It is often incredible to look back at the memories of a trip and transport yourself back to the moment. This happened to me as I watched the footage of my time swimming with wild black tip and lemon sharks in Bora Bora.
The Bora Bora lagoon has only one small aperture through which boats and larger cruise ships can get in. It is at the entrance of the lagoon that most of the sharks usually roam freely.
On a typical lagoon excursion you are likely to swim with sting rays and with sharks and then stop at a snorkeling spot around some coral gardens.
Swimming with sting rays is exhilarating but jumping in a shark infested water is, a priori, the definition of my worst nightmare.
We approach the area and the sharks are immediately visible in the surface. They swim around aggressively. They are used to swimming with people and, most importantly, for my own sanity, they are used to being fed every day so their stomachs are full and they are unlikely to attack anyone.
If you ask me, it is still pretty darn scary!
I am on the boat, placing my mask and snorkel as the rest are already in the water and I am petrified. I slowly get ready hoping that the time will be up and we will be done. Instead, I get ushered out of the boat and into the water. “Go on, are you jumping in?”
I realize there is nothing I can do, it is time to dive in. Literally.
I slowly descend down the ladder to the side of the boat holding strongly and not looking down. When the water has reached my waist I release my hands and off I go int the depth of the ocean.

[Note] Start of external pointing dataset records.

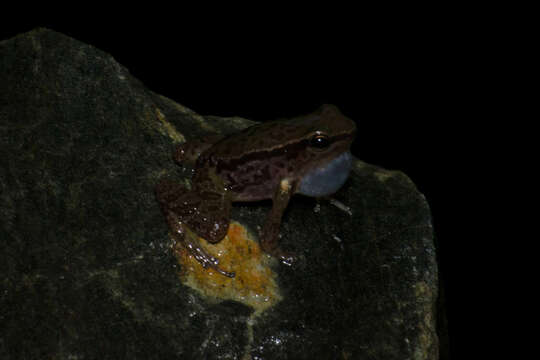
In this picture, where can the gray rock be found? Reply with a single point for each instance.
(88, 271)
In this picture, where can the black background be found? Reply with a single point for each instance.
(407, 79)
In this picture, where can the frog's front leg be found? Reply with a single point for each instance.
(188, 215)
(270, 233)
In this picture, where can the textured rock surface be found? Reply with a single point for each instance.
(84, 250)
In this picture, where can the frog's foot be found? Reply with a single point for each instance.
(205, 259)
(285, 257)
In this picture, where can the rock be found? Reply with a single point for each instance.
(88, 269)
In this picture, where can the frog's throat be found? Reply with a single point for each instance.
(327, 179)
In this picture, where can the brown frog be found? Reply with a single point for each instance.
(309, 155)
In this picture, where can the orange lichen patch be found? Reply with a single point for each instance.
(254, 283)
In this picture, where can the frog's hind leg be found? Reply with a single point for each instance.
(185, 210)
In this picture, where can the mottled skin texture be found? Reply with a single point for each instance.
(266, 161)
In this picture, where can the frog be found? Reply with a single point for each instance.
(308, 155)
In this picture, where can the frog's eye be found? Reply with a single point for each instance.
(319, 141)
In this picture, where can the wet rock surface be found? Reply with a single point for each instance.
(85, 255)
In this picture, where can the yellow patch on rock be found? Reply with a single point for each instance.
(254, 283)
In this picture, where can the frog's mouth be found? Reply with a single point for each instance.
(326, 180)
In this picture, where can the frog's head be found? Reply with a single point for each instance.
(325, 160)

The water is about 15m deep. The black tip sharks are on the surface, extremely close and not scared at all to see humans. They swim remarkably close to you, inquisitive and curious. At the bottom, at my feet, I can see the larger 2-3m long lemon sharks slowly and gently cruising along almost in circles.

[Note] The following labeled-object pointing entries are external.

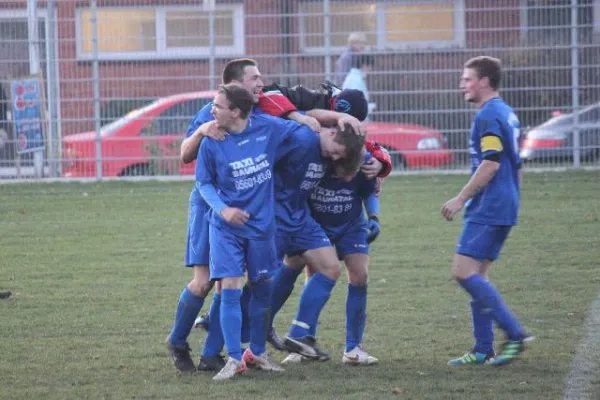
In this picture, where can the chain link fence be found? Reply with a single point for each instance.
(119, 80)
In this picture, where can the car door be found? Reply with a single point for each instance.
(164, 136)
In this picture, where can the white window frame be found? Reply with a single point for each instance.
(381, 41)
(162, 52)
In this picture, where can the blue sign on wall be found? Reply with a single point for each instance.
(28, 114)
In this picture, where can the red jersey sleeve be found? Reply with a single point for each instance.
(381, 154)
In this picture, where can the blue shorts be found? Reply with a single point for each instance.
(197, 246)
(352, 240)
(295, 245)
(481, 241)
(231, 255)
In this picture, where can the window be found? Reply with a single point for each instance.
(387, 24)
(160, 32)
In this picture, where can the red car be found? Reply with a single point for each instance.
(146, 141)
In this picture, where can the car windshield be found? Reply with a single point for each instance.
(119, 123)
(558, 122)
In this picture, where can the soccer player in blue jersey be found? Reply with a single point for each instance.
(337, 205)
(245, 72)
(235, 178)
(491, 201)
(301, 240)
(242, 220)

The water is extremely clear and the sun is reflecting on the water and on the shark’s skin making them shine and sparkle. They swim fast moving abruptly when they get too close or when you move in a sudden way.
Occasionally I get absolutely frightened as I turn my head slowly and my mask’s tunnel vision reveals a shark right in front of my eyes. I keep wondering what may be behind me that I can’t see.

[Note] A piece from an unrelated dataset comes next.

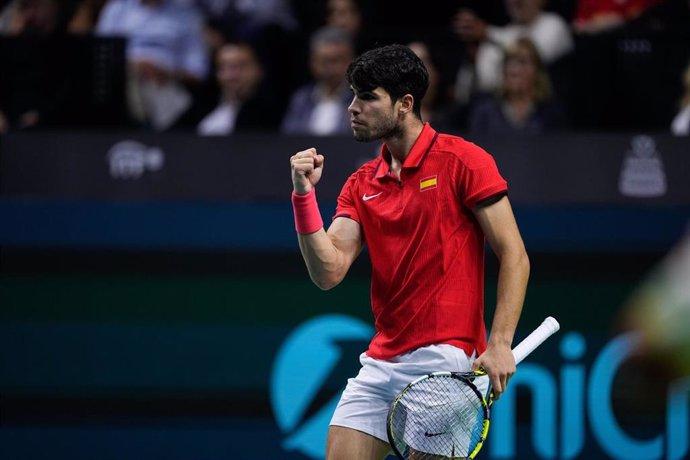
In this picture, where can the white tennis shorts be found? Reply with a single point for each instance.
(367, 398)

I hold the GoPro steadily, or so it feels to me, the reality is that I am shaking and the footage afterwards looks like I was frantically moving.
At some point, our captain, who has fashioned his sarong into a thong, decides to play one of his tricks. He free dives and gets really close to the shark until, right in front of our eyes, grabs the shark’s fin. I am still pretty shaken and I can’t help but think that he should not do that, sharks are wild animals and they should remain as such. It can’t be good to habituate them so much to humans that they become domestic animals.
I realize he must be crazy, and probably doing this every day.